1. A lighting device, comprising:

a light source;

a base; and

a support;

wherein the support comprises: a first arm rotatable about a first axis relative to the base; a second arm having a light source mounted thereon, the second arm being substantially parallel to the first arm; and an engagement portion connecting the second arm to the first arm for movement relative to the first arm about a second axis parallel to the first axis;

and wherein the second arm is movable relative to the engagement portion about a third axis that intersects and is orthogonal to the second axis,

wherein the support is mounted on a light transmissive body rotatable about the first axis relative to the base and having an aperture through which light enters the body.

2. The apparatus of claim 1, wherein the engagement portion moves with the second arm about the second axis.

3. The apparatus of claim 1, comprising a plug extending along the second axis, and wherein the engagement portion comprises a recess for receiving a hole.

4. The apparatus of claim 1, comprising means for maintaining the second arm in one or more orientations relative to the engagement portion.

5. The apparatus of claim 1, wherein the engagement portion includes a shaft on which the second arm is mounted, the second arm rotating about the shaft relative to the engagement portion.

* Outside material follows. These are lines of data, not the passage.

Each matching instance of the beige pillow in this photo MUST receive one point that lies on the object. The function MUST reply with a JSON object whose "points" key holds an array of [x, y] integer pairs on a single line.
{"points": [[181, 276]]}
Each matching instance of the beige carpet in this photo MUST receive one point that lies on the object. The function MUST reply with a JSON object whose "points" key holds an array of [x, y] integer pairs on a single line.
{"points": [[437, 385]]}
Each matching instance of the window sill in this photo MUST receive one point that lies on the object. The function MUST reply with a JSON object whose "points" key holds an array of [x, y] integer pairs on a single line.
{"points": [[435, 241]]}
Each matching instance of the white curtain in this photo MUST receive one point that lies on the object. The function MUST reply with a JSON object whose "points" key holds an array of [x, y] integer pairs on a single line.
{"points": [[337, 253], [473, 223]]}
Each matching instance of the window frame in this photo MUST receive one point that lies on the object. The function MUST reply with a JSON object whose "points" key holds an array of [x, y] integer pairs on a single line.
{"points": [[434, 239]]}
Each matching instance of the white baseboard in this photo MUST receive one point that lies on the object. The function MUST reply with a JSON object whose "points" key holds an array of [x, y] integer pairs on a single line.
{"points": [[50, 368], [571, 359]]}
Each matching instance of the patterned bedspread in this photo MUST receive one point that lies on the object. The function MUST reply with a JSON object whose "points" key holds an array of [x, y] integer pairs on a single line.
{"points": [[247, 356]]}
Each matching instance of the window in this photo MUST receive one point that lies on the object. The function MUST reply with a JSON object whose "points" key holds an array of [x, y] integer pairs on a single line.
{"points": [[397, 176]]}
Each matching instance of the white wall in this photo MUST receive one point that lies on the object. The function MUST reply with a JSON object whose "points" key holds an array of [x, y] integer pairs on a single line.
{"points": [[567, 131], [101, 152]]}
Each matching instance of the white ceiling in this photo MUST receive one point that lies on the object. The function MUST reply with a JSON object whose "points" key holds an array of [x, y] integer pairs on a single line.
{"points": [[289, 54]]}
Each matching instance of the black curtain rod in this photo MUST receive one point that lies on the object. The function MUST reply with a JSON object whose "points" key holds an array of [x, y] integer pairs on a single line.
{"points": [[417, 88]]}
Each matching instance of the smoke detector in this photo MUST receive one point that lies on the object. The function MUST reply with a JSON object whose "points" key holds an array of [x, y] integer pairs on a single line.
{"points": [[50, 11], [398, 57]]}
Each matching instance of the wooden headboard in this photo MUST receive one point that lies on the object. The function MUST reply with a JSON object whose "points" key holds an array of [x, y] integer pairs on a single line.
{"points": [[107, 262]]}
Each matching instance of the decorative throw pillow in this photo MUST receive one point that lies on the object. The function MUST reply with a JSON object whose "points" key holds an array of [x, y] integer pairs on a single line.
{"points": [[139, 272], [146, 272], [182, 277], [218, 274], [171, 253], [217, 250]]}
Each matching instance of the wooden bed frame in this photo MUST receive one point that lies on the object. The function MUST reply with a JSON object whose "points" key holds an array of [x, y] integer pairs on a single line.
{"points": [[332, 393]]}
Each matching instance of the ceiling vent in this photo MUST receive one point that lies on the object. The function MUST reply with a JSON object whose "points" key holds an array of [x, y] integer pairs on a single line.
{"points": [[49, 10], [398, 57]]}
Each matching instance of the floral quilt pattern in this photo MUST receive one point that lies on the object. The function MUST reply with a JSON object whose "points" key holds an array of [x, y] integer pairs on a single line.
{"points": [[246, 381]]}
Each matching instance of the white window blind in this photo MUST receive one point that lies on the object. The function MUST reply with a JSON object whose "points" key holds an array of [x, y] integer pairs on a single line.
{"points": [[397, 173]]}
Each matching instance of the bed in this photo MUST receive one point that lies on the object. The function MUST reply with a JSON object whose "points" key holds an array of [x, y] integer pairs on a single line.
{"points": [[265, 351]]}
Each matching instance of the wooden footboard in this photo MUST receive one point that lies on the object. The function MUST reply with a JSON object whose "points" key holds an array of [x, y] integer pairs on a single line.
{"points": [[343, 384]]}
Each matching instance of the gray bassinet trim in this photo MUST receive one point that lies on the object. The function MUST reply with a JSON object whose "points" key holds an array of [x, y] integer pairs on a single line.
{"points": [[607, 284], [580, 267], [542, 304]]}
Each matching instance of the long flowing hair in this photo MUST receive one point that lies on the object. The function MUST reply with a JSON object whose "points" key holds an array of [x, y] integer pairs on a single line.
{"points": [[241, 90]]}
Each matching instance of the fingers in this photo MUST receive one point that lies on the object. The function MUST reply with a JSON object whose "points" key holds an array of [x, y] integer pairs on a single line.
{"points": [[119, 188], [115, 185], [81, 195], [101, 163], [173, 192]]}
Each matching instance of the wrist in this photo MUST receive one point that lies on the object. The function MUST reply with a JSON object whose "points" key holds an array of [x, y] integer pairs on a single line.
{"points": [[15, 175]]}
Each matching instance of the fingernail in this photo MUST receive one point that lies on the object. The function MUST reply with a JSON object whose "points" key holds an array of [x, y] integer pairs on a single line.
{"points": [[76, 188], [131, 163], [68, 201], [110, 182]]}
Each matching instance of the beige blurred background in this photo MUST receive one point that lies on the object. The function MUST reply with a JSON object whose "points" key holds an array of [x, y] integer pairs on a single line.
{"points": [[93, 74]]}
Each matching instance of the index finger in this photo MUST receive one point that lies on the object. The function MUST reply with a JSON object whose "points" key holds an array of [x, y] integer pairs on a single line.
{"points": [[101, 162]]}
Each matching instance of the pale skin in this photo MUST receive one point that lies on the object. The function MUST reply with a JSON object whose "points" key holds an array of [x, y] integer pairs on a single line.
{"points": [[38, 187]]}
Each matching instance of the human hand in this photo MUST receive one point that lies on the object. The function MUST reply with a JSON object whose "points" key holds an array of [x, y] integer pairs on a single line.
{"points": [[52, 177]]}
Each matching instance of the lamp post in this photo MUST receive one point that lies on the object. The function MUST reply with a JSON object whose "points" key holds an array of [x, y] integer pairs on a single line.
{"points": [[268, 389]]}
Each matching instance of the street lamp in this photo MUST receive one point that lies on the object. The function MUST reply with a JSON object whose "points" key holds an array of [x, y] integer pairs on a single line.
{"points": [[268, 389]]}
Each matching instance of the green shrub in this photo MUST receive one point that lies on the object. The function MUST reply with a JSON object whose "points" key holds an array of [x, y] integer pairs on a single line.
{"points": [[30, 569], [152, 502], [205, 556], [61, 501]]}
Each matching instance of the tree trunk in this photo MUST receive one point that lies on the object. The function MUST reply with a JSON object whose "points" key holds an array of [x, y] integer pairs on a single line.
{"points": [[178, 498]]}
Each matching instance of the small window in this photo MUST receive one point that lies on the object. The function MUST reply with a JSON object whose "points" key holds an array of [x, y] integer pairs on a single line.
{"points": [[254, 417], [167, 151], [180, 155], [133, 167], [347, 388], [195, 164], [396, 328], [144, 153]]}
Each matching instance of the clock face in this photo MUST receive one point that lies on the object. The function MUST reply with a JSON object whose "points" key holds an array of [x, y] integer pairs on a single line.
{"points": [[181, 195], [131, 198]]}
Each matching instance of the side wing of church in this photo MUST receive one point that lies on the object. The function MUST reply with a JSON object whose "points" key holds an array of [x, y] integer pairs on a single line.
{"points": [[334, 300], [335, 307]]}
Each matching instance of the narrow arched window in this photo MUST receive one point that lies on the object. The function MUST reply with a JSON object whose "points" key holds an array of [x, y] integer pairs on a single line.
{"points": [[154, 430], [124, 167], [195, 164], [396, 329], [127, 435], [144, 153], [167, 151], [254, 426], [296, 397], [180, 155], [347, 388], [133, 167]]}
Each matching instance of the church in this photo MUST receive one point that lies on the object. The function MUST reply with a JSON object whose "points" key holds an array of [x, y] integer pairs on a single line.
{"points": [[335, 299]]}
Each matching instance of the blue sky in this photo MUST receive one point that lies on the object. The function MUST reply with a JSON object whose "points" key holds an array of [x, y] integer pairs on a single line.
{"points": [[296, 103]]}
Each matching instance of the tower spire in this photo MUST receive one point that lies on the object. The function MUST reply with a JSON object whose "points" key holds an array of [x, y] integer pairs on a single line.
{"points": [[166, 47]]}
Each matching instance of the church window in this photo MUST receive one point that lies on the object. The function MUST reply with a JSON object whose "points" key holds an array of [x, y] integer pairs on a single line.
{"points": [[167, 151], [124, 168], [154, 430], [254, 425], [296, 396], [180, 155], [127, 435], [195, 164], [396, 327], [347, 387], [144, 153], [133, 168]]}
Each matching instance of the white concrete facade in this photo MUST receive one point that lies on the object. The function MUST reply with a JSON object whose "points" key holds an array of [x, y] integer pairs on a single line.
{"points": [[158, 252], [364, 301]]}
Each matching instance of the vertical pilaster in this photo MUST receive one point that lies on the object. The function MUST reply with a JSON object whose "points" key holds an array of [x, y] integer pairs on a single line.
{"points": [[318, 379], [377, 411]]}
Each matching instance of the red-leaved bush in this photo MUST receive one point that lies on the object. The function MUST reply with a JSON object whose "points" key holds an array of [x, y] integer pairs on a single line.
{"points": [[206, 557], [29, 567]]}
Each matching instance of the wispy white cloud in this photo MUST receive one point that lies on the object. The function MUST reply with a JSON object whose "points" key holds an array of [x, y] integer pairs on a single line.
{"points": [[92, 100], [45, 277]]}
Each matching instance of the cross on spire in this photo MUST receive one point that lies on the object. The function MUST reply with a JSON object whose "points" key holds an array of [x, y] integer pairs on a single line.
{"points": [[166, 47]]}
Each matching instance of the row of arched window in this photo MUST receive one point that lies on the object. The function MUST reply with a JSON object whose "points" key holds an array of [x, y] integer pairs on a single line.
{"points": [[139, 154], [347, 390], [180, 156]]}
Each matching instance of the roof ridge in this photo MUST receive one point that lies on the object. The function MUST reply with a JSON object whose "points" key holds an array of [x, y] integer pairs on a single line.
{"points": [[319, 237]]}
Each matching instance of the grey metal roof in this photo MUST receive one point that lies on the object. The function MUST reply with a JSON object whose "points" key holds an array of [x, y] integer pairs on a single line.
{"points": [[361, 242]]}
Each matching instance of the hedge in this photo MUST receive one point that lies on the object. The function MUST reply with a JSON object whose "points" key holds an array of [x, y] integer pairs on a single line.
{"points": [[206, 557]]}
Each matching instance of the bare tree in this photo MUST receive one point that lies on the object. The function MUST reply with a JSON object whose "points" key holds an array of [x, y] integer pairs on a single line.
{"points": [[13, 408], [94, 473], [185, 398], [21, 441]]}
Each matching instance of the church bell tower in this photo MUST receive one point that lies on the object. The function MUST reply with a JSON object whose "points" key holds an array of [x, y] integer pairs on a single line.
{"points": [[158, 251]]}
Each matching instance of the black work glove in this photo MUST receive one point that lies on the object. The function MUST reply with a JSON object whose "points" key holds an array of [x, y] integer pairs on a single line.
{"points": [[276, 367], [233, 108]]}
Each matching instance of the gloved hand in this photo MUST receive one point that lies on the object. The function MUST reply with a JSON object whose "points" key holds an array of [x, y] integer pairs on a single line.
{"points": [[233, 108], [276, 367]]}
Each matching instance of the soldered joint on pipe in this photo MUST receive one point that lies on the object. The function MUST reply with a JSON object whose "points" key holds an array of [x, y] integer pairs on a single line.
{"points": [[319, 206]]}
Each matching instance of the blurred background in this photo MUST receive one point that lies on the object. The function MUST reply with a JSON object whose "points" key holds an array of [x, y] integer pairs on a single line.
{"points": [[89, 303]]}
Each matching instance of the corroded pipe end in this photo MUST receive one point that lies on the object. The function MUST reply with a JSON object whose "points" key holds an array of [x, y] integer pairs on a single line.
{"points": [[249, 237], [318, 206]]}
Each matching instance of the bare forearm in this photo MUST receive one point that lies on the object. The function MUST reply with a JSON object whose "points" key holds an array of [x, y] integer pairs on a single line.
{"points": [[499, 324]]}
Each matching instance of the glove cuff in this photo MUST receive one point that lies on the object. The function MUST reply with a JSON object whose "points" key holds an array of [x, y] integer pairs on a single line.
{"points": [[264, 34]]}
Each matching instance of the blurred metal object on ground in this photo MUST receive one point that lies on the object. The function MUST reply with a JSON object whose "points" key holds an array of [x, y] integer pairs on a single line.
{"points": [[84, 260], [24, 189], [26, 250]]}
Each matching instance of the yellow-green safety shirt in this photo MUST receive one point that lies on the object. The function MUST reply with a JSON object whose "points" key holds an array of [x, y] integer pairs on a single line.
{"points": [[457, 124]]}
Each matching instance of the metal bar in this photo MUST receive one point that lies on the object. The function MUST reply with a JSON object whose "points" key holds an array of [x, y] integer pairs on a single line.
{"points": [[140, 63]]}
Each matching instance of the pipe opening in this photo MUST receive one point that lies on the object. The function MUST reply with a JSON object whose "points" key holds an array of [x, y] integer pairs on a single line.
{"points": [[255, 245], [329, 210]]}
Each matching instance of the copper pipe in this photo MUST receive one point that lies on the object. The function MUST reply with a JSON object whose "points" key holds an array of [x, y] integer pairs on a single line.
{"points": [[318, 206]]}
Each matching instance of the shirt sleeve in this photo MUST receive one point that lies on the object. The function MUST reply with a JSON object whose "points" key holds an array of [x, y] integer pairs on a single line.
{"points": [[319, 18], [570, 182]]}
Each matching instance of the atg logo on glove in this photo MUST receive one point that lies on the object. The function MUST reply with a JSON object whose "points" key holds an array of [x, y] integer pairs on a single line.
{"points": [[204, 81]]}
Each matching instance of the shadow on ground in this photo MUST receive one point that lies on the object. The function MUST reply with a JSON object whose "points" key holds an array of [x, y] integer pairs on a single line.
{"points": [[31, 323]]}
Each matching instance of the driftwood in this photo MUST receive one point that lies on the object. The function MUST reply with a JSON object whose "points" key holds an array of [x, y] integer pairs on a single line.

6. The apparatus of claim 5, wherein the shaft includes one or more shaft recesses angularly spaced about the shaft, and wherein the second arm includes a detent that is received by one of the recesses depending on the orientation of the second arm.

7. The apparatus of claim 6, wherein the shaft comprises two shaft recesses 180 ° apart, and the shaft recesses are arranged such that when the pawl is received by a shaft recess, the optical axis of the light source is parallel to the first axis.

8. The apparatus of claim 1, wherein the body is rotatable about its longitudinal axis relative to the base.

9. The apparatus of claim 1, wherein the support extends substantially orthogonal to a longitudinal axis of the body.